Rearranged the Greenhouse Furniture

There isn't that much room to begin with. Plants tend to hang out over the walkways. Esthetics begin to plague me. We must be able to walk all the way around and I have to reach everything to hand water.

The shelf unit was against the shelf on the north wall. Changed it out with
the little table in the center. It has hardly a larger footprint than the table and
a metal stool on which a tall plant sat. The metal cart that partly blocked
the door is now in the back. I've covered part of the patchwork floor.
 
My thinking was that the shelves are taller but their openness keeps them from looking  as bulky as I'd feared. Trays of seedlings and cuttings can get sun here while tall plants sit on the top.
 
 
The ability to walk all the way around whatever is in the center
is primary. The camera caught the ventilating fan in a way that
it doesn't appear to be turnng but it was.
 
Tomato plants lean against the water barrels behind a burlap skirt.
 
I was reading formulas for figuring how muich thermal mass per square foot.
We need three times as many barrels for most effective temperature
mediation. If I had 8 more barrels, we'd have no room to walk around.
We'll just make do with supplemental heat. Two small heaters on low
have worked well to keep plants from freezing in our coldest winters.
 
 
We ate a tomato tonight that
I had tossed into the basket where compostables go when it fell
off the vine. I thought it too small to ripen. I knocked the basket over
today and the ripe tomato rolled out. Tiny, but tasty.

 
 
Here's Ike in his wicker perch surrounded by Epipyllums. They are the
bulkiest plants in the greenhouse and awkward to place. Ike's pot of
Lemon grass is the red one in the center. It helps keep him from
shredding leaves of whatever is near him. He loves to shred Bromeliads.
 
 
A sudden rainshower caught me inside, so I made pictures.
This is a homemade fogger with three nozzles. It helps with
climate control, both humidity and summer temperatures.
 
I want to move the potting bench farther toward the back so
that it doesn't get so wet when the fogger is in use.
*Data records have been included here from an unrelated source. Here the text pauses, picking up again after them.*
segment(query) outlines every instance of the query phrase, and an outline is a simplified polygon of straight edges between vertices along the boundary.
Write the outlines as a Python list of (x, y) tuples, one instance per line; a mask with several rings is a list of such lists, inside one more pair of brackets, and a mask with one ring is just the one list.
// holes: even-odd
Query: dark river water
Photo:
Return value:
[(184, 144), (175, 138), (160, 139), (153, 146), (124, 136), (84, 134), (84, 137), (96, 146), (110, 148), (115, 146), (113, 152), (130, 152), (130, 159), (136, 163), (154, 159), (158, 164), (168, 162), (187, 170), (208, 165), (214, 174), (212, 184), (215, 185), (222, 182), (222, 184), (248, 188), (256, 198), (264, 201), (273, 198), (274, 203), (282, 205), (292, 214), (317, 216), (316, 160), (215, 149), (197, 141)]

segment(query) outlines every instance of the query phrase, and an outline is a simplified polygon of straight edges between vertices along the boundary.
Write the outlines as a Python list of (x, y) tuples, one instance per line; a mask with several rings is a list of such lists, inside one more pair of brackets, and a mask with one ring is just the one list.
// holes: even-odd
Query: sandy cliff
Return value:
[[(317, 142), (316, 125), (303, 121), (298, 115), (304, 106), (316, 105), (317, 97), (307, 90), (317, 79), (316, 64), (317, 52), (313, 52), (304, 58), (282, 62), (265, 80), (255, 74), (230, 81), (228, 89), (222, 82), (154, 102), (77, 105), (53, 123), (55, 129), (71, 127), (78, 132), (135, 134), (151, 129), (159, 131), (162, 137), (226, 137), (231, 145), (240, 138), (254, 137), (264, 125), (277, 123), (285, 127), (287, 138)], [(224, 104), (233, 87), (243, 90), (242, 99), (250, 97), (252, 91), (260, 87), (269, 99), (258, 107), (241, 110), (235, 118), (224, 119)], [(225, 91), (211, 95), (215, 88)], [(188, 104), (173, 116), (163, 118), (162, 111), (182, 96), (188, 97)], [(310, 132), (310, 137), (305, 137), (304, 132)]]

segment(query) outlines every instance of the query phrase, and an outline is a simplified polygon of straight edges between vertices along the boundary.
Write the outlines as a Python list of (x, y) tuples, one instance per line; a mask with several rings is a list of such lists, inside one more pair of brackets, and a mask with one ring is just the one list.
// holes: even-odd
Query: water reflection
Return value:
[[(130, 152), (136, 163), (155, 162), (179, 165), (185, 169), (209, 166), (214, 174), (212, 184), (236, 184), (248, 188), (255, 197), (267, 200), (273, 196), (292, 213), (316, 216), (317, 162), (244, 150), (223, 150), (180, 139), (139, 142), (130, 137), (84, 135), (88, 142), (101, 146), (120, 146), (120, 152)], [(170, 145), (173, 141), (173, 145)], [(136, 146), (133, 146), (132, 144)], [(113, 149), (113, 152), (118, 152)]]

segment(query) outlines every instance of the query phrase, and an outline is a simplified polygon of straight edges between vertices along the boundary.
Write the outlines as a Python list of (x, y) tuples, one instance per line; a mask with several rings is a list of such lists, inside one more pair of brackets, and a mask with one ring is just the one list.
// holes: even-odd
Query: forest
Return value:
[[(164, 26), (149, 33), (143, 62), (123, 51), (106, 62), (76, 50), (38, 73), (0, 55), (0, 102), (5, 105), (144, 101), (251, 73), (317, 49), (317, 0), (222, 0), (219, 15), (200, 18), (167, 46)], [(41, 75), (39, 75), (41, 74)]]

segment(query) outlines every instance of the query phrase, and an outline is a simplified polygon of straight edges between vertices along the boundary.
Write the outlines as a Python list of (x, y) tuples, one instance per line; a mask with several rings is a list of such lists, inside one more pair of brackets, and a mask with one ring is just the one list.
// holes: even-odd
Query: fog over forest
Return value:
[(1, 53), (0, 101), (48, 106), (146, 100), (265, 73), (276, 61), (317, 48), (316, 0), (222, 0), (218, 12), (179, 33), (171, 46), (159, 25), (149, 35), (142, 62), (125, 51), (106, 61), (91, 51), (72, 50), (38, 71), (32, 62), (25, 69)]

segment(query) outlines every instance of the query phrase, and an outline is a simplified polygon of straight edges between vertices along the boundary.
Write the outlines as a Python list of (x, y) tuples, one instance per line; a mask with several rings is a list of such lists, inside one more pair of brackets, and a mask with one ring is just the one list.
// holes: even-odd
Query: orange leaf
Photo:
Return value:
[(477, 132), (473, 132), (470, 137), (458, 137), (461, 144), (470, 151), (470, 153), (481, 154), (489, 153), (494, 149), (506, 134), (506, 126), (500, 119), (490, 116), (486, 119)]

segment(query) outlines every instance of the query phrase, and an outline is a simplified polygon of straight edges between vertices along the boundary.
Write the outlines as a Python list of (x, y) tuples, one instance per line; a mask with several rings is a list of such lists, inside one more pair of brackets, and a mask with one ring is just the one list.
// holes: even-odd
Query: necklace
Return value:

I measured
and it looks as if the shelf unit will fit into that space.
Sounds to me like a summer project since I don't want
tender plants on the north wall now.
 

The entire water system:
a single faucet with a Y which controls
water to the fogger on the left and a short
hose on the right that I use to fill watering cans.
 
We put the greenhouse together late in 2007.
We've made it work.
 
 
Green tips have emerged on all the hyacinths.
I used to set pots of forcing bulbs in the utility
room sink. This is better.
 
This is the only seat right now other than the step
stool that I use mostly to reach plants that are too
high for me to water from the floor. I sat there
until the rain shower was over.
This is a little bench that my late father in law built.
 
Today was unusually warm for January. I'm always concerned that we'll get a storm with high winds when there are warm breezes from the south. Fortunately the rain was straight down, no wind.